Eine Rentrée wie keine andere: Die Corona-Krise stellt vor allem Schüler mit speziellen Bedürfnissen vor große Herausforderungen. Das Ministerium zeigt sich pragmatisch-optimistisch. Betroffene hingegen befürchten Chaos in der Praxis und gewaltige Rückschritte im inklusiven Schulsystem. 

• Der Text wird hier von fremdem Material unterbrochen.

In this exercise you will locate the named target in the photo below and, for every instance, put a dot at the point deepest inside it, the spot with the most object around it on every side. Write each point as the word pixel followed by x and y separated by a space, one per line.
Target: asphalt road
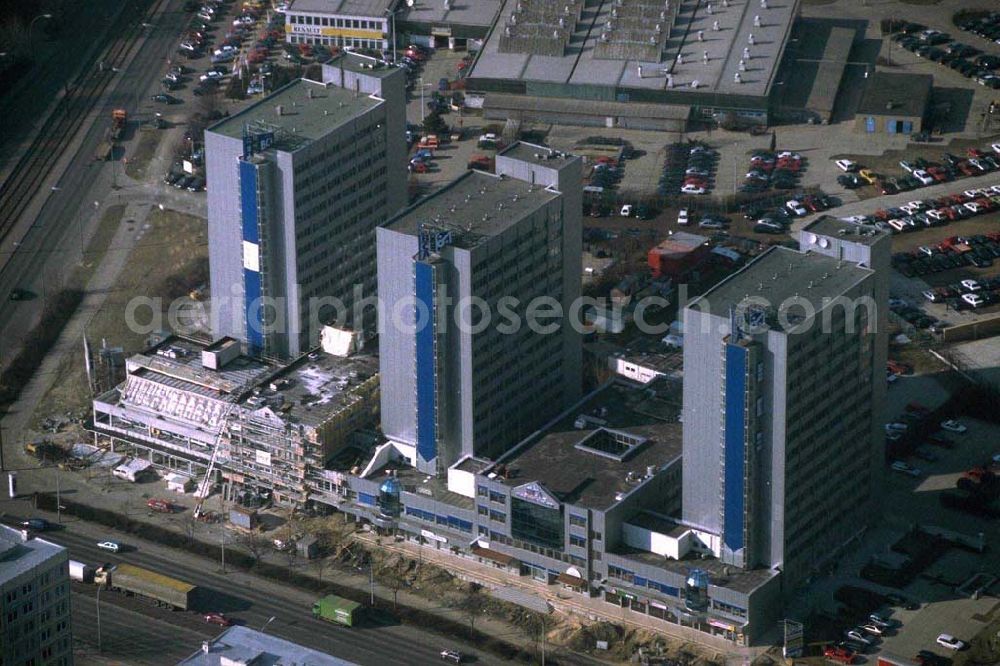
pixel 131 630
pixel 42 258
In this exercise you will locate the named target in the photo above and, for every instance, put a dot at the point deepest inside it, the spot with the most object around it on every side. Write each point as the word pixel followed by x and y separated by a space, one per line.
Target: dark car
pixel 163 98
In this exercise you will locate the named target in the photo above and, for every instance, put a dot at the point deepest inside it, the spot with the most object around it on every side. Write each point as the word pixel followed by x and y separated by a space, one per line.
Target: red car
pixel 837 653
pixel 218 618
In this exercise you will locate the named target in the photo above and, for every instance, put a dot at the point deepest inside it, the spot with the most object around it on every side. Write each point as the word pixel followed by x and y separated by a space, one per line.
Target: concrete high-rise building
pixel 34 600
pixel 504 241
pixel 297 184
pixel 784 373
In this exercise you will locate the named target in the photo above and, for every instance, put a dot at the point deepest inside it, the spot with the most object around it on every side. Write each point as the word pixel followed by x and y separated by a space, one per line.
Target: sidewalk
pixel 567 603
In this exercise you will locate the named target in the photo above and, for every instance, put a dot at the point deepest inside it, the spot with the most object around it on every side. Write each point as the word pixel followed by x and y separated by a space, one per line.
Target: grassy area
pixel 172 247
pixel 137 166
pixel 919 358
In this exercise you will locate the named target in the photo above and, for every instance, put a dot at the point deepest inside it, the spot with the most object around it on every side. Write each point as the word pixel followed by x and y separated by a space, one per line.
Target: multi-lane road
pixel 140 633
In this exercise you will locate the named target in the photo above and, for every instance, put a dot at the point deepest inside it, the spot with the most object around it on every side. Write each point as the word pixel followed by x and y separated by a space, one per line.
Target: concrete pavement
pixel 562 601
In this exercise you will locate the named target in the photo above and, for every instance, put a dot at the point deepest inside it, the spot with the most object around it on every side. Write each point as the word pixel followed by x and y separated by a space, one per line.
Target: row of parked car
pixel 939 47
pixel 769 169
pixel 778 219
pixel 689 169
pixel 185 181
pixel 917 318
pixel 987 27
pixel 922 213
pixel 921 172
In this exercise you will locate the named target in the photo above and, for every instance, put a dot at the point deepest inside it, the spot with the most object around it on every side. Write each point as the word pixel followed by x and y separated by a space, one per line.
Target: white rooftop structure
pixel 240 646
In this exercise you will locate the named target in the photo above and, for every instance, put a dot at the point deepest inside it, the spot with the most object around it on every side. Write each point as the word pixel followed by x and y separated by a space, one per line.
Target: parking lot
pixel 917 501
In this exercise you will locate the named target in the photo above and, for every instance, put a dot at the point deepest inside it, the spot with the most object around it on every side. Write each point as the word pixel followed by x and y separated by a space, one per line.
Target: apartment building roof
pixel 172 380
pixel 475 206
pixel 242 645
pixel 19 555
pixel 529 152
pixel 313 387
pixel 479 13
pixel 785 280
pixel 603 447
pixel 370 8
pixel 720 574
pixel 309 110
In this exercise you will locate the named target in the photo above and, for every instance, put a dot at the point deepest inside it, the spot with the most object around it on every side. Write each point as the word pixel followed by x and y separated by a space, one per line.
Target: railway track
pixel 63 123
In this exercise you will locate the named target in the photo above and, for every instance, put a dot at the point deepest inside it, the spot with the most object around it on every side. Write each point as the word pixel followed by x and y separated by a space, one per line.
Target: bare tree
pixel 395 577
pixel 473 605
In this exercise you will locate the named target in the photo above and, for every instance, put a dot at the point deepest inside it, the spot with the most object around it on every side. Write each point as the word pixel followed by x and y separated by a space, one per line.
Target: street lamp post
pixel 392 17
pixel 30 25
pixel 99 618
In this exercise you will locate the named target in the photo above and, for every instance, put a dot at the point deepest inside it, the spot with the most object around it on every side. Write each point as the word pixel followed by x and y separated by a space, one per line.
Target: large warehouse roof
pixel 599 50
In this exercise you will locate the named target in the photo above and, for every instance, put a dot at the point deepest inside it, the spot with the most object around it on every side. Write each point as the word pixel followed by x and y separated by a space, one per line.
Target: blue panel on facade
pixel 248 202
pixel 426 363
pixel 736 369
pixel 254 310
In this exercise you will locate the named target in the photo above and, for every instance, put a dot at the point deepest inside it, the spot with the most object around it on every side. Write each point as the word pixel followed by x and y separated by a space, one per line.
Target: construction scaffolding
pixel 540 27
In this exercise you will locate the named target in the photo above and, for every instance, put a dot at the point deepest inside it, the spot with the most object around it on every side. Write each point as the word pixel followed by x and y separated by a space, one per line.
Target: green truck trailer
pixel 162 590
pixel 337 609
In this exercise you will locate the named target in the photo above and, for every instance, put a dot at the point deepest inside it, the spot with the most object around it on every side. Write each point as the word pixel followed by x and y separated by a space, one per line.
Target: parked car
pixel 855 635
pixel 952 425
pixel 218 619
pixel 164 98
pixel 950 642
pixel 905 468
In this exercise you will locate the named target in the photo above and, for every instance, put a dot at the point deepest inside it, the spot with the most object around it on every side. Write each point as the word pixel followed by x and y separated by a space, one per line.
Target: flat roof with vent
pixel 608 42
pixel 782 274
pixel 309 111
pixel 604 446
pixel 896 94
pixel 314 387
pixel 476 206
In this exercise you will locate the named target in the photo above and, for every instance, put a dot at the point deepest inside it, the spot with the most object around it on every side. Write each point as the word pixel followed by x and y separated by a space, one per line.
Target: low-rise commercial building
pixel 588 503
pixel 298 182
pixel 244 646
pixel 449 24
pixel 358 24
pixel 34 600
pixel 894 103
pixel 273 424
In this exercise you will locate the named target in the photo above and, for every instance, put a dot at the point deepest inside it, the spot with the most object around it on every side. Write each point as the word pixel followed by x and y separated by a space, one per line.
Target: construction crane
pixel 203 489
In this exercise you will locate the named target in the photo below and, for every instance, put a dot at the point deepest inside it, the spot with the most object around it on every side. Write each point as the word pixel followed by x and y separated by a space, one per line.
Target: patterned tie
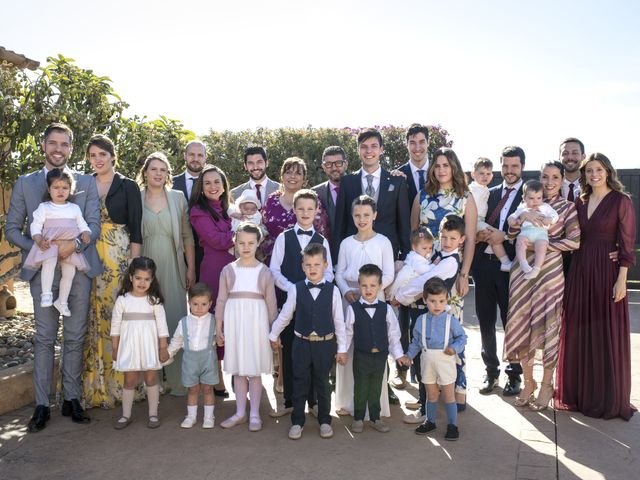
pixel 258 194
pixel 370 190
pixel 496 212
pixel 421 179
pixel 571 196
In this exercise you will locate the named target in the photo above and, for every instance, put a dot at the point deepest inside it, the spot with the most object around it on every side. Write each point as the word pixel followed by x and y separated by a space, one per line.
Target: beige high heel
pixel 526 397
pixel 545 395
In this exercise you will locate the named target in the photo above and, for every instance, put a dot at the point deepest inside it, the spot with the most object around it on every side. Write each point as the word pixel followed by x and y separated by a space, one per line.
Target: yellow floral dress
pixel 102 385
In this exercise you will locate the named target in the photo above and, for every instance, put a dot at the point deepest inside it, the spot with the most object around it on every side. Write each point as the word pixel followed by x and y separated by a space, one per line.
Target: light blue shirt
pixel 435 326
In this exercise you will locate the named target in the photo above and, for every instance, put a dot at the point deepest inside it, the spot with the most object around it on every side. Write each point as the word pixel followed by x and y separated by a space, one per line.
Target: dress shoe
pixel 72 408
pixel 488 385
pixel 39 419
pixel 512 388
pixel 393 399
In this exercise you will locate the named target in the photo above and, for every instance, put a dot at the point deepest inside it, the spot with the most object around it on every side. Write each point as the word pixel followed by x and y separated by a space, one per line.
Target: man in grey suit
pixel 334 164
pixel 26 196
pixel 256 163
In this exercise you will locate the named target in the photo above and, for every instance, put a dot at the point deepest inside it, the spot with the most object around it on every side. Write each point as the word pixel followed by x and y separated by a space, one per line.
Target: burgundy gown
pixel 594 368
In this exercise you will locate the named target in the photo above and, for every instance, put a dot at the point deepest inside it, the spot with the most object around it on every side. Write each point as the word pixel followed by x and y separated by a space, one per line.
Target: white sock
pixel 208 411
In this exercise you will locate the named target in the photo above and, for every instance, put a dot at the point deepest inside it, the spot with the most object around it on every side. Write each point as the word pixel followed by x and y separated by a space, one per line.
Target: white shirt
pixel 130 303
pixel 198 332
pixel 375 182
pixel 50 211
pixel 289 308
pixel 504 213
pixel 277 256
pixel 576 188
pixel 446 268
pixel 416 175
pixel 393 328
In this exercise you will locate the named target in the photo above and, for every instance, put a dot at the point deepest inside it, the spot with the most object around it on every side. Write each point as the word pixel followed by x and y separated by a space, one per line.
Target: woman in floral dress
pixel 446 193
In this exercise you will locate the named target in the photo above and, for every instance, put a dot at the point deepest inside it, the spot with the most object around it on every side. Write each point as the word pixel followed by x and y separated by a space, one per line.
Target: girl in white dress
pixel 245 309
pixel 139 336
pixel 364 247
pixel 57 219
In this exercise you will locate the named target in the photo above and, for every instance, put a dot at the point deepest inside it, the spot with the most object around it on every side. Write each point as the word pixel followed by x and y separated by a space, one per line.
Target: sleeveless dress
pixel 433 208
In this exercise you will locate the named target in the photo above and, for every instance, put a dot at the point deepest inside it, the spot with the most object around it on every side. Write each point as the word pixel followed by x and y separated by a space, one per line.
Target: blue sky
pixel 493 73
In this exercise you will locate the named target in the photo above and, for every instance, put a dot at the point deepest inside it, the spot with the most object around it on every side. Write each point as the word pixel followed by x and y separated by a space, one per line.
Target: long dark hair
pixel 147 265
pixel 198 198
pixel 59 174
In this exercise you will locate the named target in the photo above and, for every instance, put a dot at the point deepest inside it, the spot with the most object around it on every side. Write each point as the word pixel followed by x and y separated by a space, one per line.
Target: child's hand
pixel 164 355
pixel 341 358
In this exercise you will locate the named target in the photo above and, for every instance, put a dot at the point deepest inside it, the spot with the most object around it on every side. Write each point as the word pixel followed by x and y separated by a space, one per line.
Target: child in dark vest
pixel 316 307
pixel 286 267
pixel 438 336
pixel 446 267
pixel 376 333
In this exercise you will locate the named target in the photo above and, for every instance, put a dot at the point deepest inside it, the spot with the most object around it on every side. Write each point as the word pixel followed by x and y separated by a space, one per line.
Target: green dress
pixel 158 245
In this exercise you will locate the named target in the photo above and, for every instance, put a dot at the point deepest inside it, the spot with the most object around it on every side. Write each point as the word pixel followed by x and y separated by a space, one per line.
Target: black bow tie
pixel 371 305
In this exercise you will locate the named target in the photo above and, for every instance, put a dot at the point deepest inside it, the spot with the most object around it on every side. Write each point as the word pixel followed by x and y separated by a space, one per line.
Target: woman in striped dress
pixel 535 306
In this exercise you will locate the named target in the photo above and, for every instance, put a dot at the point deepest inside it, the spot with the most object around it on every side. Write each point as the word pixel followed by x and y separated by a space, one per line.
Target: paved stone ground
pixel 498 441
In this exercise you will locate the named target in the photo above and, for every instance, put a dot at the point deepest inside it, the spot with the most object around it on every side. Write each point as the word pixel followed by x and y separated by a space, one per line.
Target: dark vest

„Da kommt ein Virus und prompt ist es völlig vorbei mit der Inklusion.“ Martine Kirsch ist Präsidentin des Vereins „Zesummen fir Inklusioun“ und setzt sich seit Jahren für den strukturellen Aufbau eines inklusiven Schulsystems in Luxemburg ein. Dass Luxemburg hier im internationalen Vergleich enormen Nachholbedarf habe, habe spätestens „das Chaos im Mai, als die Türen zu den Schulen nach dem Lockdown wieder aufgingen“ gezeigt. Das ohnehin anfällige System der Inklusion sei „in sich zusammengebrochen.“ Nach den Erfahrungen vom Mai macht sich Martine Kirsch wenig Hoffnungen auf einen gelungenen Schulbeginn im September.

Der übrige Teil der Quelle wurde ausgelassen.